On this side of the Irish Sea the efforts to maintain that relationship is the priority of the Ireland’s diplomatic mission in Edinburgh, and the Consul General of Ireland in Scotland, Mark Hanniffy, reinforced the importance of those efforts and spoke of the ongoing meetings between Ireland and their partners across the EU in which the issue will continue to be raised.
“It is important to note that there is a clear understanding between the British and Irish Governments that every effort will be made to maintain the Common Travel Area and the rights that come with that,” Mr Hanniffy told The Irish Voice. “There is no desire to limit the freedom of people on both sides of the Irish sea to live, work and travel freely across these islands.
“The need to maintain the Common Travel Area and to ensure the protection of the rights of Irish citizens in the UK is a key priority area for the Irish Government, and we continue to raise it as a priority issue in all of our meetings with EU counterparts.”
In a letter written to the Irish community of Great Britain—and published by the Irish in Britain group—Ambassador Mulhall highlighted the diplomatic relations between Ireland and Britain, which ‘have never been better,’ as a major asset for Ireland in protecting the interests of Irish citizens in Britain at this time.
“We will want to preserve the advantages to both countries of the Common Travel Area which allows Irish and British citizens to live and work in each other’s countries without restriction,” Mr Mulhall said. “This system has operated to our benefit since the formation of the Irish State. We need to ensure that nothing in the arrangements for the UK’s exit from the EU will compromise this mutually–beneficial, system of free movement.
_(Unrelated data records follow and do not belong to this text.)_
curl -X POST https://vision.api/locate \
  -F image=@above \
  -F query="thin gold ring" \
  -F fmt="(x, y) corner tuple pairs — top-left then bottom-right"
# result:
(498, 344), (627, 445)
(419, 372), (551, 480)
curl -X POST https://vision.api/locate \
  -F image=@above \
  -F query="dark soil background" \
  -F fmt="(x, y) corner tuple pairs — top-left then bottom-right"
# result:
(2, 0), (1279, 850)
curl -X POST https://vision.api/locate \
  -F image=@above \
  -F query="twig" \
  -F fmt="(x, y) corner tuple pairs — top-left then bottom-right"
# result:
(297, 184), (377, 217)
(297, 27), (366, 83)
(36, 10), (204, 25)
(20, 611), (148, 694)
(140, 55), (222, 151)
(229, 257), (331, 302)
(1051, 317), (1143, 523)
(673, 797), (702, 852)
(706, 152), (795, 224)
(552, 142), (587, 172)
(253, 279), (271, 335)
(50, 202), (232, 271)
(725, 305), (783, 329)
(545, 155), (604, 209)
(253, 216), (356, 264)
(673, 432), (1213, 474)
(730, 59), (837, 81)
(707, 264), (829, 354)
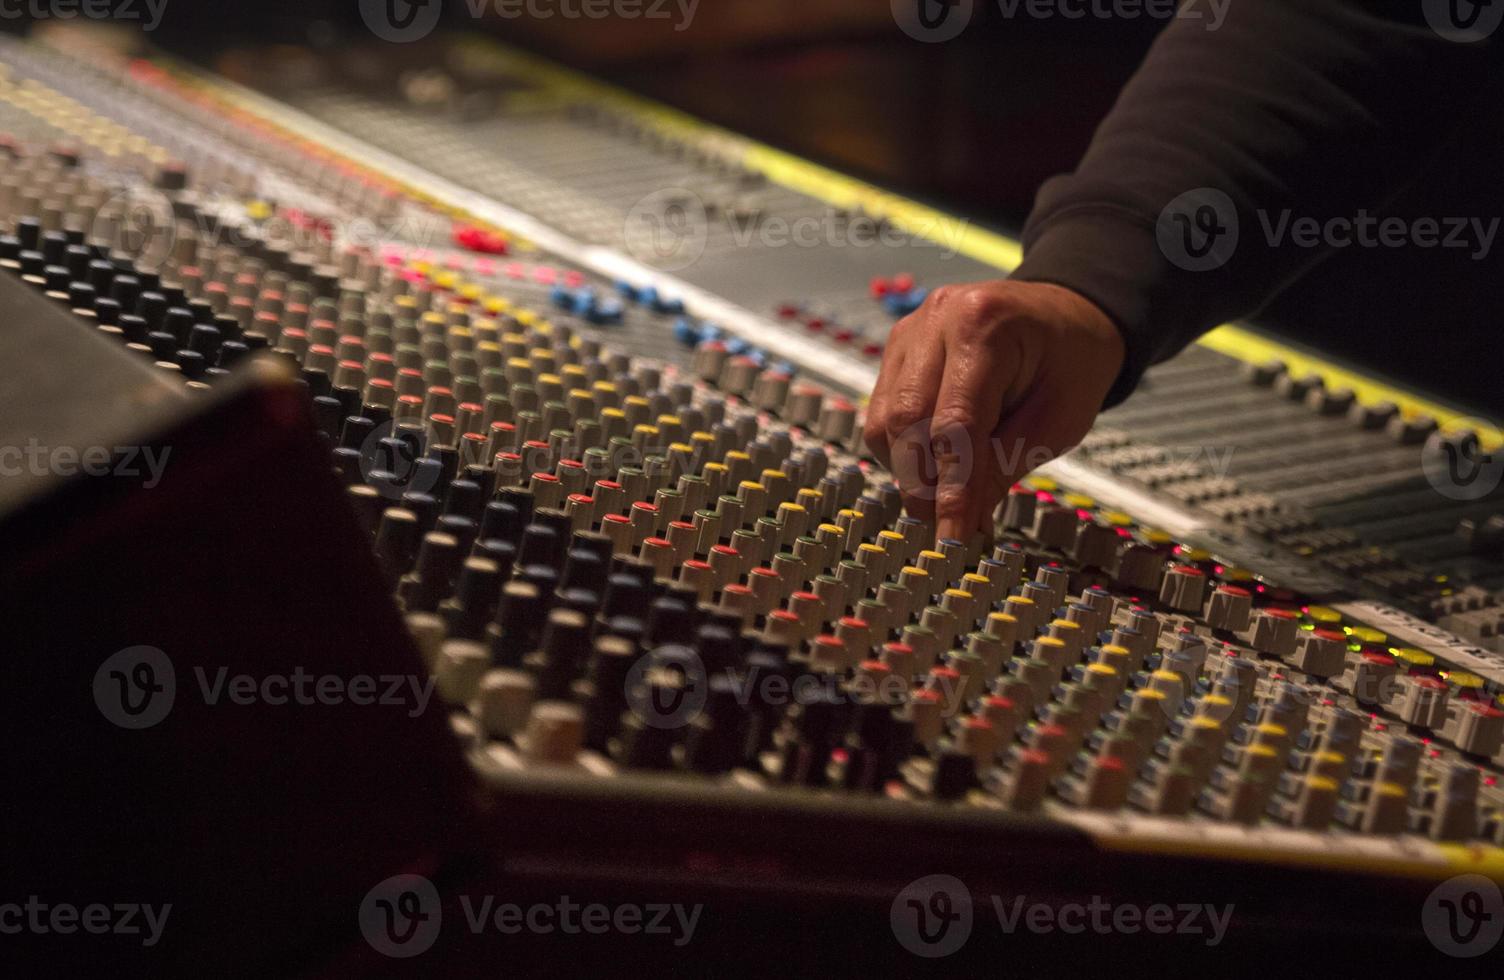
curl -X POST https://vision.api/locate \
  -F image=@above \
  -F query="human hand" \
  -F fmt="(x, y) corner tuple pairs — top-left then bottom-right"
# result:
(862, 280), (1125, 542)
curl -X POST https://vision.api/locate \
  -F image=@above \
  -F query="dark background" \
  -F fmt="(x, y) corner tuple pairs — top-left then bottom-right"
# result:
(80, 2), (1504, 411)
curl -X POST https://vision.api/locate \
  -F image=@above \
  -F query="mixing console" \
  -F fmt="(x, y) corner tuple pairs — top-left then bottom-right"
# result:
(6, 23), (1504, 966)
(214, 34), (1504, 632)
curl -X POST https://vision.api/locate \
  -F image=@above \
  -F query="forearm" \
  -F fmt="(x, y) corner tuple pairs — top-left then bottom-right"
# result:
(1011, 0), (1499, 406)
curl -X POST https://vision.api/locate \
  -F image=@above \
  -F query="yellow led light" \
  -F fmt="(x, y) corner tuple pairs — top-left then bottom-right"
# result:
(1391, 648), (1436, 668)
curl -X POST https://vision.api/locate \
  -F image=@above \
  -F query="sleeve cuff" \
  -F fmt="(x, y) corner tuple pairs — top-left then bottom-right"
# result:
(1010, 203), (1222, 409)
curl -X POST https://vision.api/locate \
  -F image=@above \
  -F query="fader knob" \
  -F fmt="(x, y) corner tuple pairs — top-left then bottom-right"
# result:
(1350, 400), (1397, 430)
(1432, 766), (1481, 842)
(1158, 565), (1206, 613)
(1244, 359), (1284, 386)
(1204, 585), (1252, 632)
(1248, 609), (1298, 658)
(1275, 371), (1322, 401)
(1398, 675), (1448, 729)
(1452, 701), (1504, 758)
(1290, 628), (1346, 678)
(1387, 414), (1437, 445)
(1306, 386), (1354, 416)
“I want to stress the vital importance for Ireland of our relations with the UK which have never been better than they are today. As we prepare for the UK’s future exit from the EU, we want these positive ties to continue to serve us well in the future also. Irish people are represented in every walk of life here and have made a huge contribution to British society.
“We are committed to supporting the prosperity and wellbeing of our community as these complex future negotiations between the EU and the UK get underway in the coming year.”
Ireland and the EU
However, Mr Mulhall also reiterated Ireland’s commitment to the EU, and spoke of the political will in Ireland to continue to work through the European Union for the mutual interest of its members after Brexit.
“Ireland will continue to be an EU member with a commitment to preserving and building on the Union’s distinguished record of achievement,” he concluded. “We hope that the UK will be able to develop the kind of close, cooperative relationship with the EU that will serve all of our interests.
“We will miss the day–to–day cooperation with the UK around the negotiating table in Brussels where, for more than 40 years, our ministers and officials have met, worked together and developed friendships that have helped our bilateral relations to grow and prosper.”